Not concentrating on functional safety management
FSM or functional safety management is a method to document the safety process of the system. Not dealing properly in FSM means either people do not read the document, or do not update any changes in it frequently, or insufficient training and unclear responsibilities are defined for the staff. So, working without a regulated FSM procedure itself is the first place to fail the SIS, as the operator will not know what to do in case of the prevention of hazardous situations.
Inadequate proof testing
You have installed the sensors, controllers, and control elements for implementing SIS. But you are not testing their functionalities on a regular, planned basis by shutting the system down during maintenance. The device must have either failed, given false outputs, or the wire is broken. If you do not check it, then the next process running will immediately fail and cause a hazard. This can also happen if you test regularly, but use the wrong method.
Neglecting systematic capability in terms of software
Even if your hardware components are intact and tested regularly, it can also happen that the program written in the controller may have some faults. These issues may not be visible during normal conditions but can arise under abnormal or unexpected scenarios. For example, as per your logic document, you have tested the safety logic. But think like if that happened, then what? This logic may not have been implemented by the programmer. Accordingly, the configuration of SIS, wiring of the IOs, or proper logic implementation may be inadequate.

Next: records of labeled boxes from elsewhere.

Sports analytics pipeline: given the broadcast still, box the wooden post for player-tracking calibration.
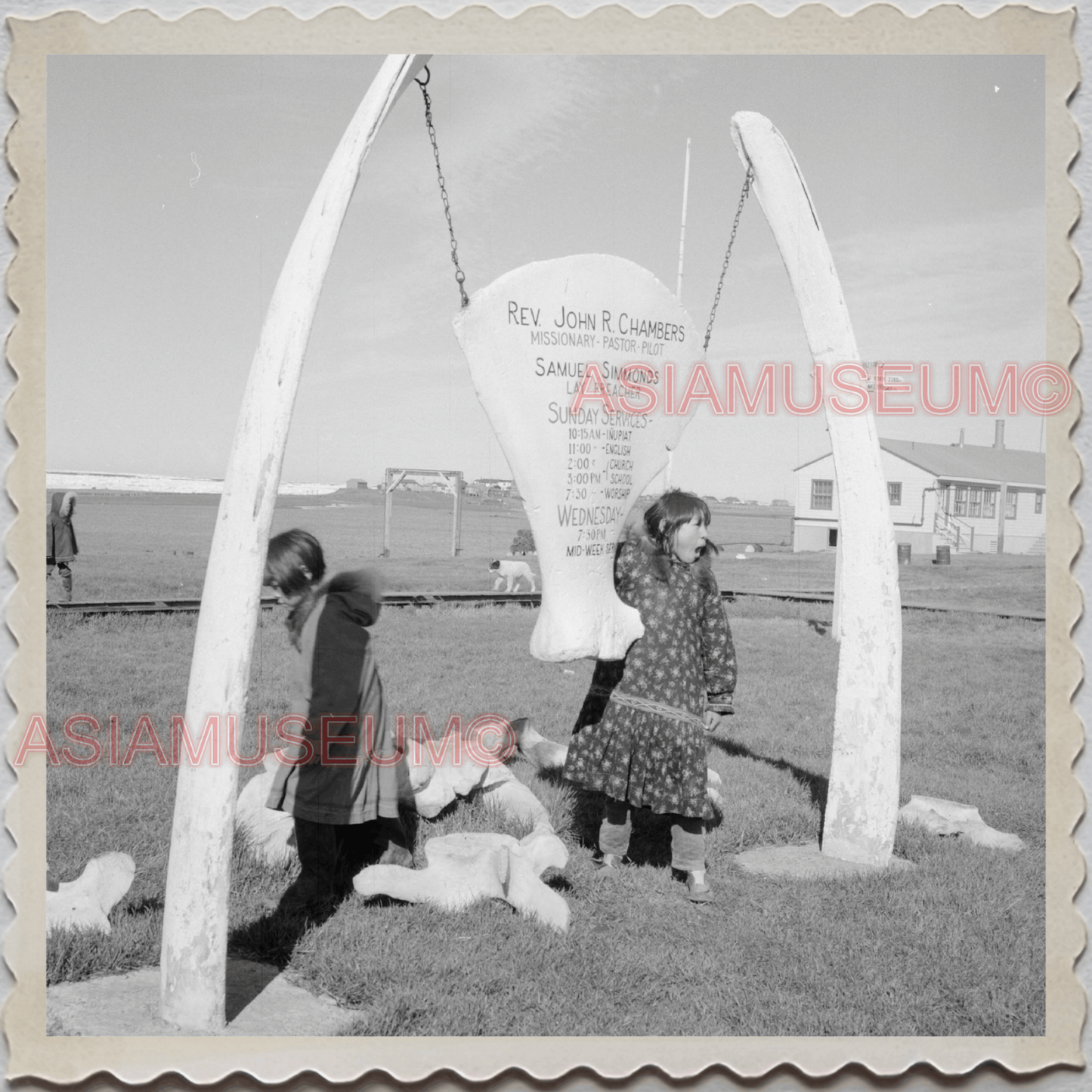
[379,467,402,557]
[732,113,902,865]
[451,471,463,557]
[159,54,427,1032]
[830,533,842,641]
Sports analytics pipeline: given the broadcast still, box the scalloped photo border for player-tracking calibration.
[5,5,1085,1083]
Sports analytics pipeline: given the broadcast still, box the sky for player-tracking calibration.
[47,56,1046,500]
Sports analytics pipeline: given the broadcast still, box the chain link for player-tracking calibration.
[701,164,754,353]
[414,64,469,307]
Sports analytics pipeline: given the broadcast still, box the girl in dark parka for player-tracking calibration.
[46,493,79,603]
[264,530,413,911]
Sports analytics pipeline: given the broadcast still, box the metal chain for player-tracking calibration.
[701,164,754,353]
[414,64,469,307]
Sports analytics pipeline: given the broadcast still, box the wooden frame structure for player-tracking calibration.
[379,466,463,557]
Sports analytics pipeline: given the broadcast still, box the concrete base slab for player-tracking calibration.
[46,959,357,1035]
[732,842,916,880]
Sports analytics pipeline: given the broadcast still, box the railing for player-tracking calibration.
[933,508,974,554]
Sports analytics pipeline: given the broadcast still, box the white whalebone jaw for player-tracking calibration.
[454,255,700,660]
[46,853,137,933]
[235,759,296,865]
[353,831,569,933]
[899,796,1024,853]
[159,54,428,1032]
[732,106,902,867]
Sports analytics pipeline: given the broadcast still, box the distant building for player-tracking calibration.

This will not comply with the standard and could fail the system.
Incorrect SIL assignment
Safety integrity levels range from 1 to 4, with 1 being the lowest and 4 being the highest. According to the hazard analysis and risk plans, if you implement a lower SIL rating to a process requiring a higher SIL rating, then the system will fail. Wrong assumptions, rising costs, poor hazard analysis, and failing to read the documents properly lead to such circumstances.
Sensor, controller, and control element issues
The devices mentioned above are properly selected and found working initially, but they can be affected by the outside environment, process fluids, and contaminants. Failing to recognise them, or not calibrating them on time, or maintaining them poorly, will cause the failure to comply with SIS and hamper the system.
Poor operator graphics interface
The HMI or SCADA system is designed to show the alarms occurring and safely maintain the system. Sometimes, due to the wrong or unwanted configuration of the alarms, the operator can get confused. He will misinterpret the meaning and operate the system in the wrong way. However hard the SIS is designed, if the information you show on screen is not proper, then that itself is a complete failure.
Ignoring common cause failures
Bugs like using the same power source for the instruments, avoiding power supply redundancy, not taking backup of the controller regularly, not using diverse technologies for redundancy (like the sensor or control element will be of same technology), wrong configuration of the electrical cables and not logically separating the IOs in the program properly can lead to catastrophic results and a complete SIS failure.

Some other causes of SIS failure, as mentioned by ISA-84, are:
- Improper hazard analysis study and risk assessment methods afterwards.
- Miscommunication in reading the correct control devices.
- Improper design of control loops.
- Lack of participation from the workers in training themselves.
- Improper graphs or trends of the sensor or control element readings shown on the HMI.
In this way, we saw some common mistakes in SIS design according to ISA-84.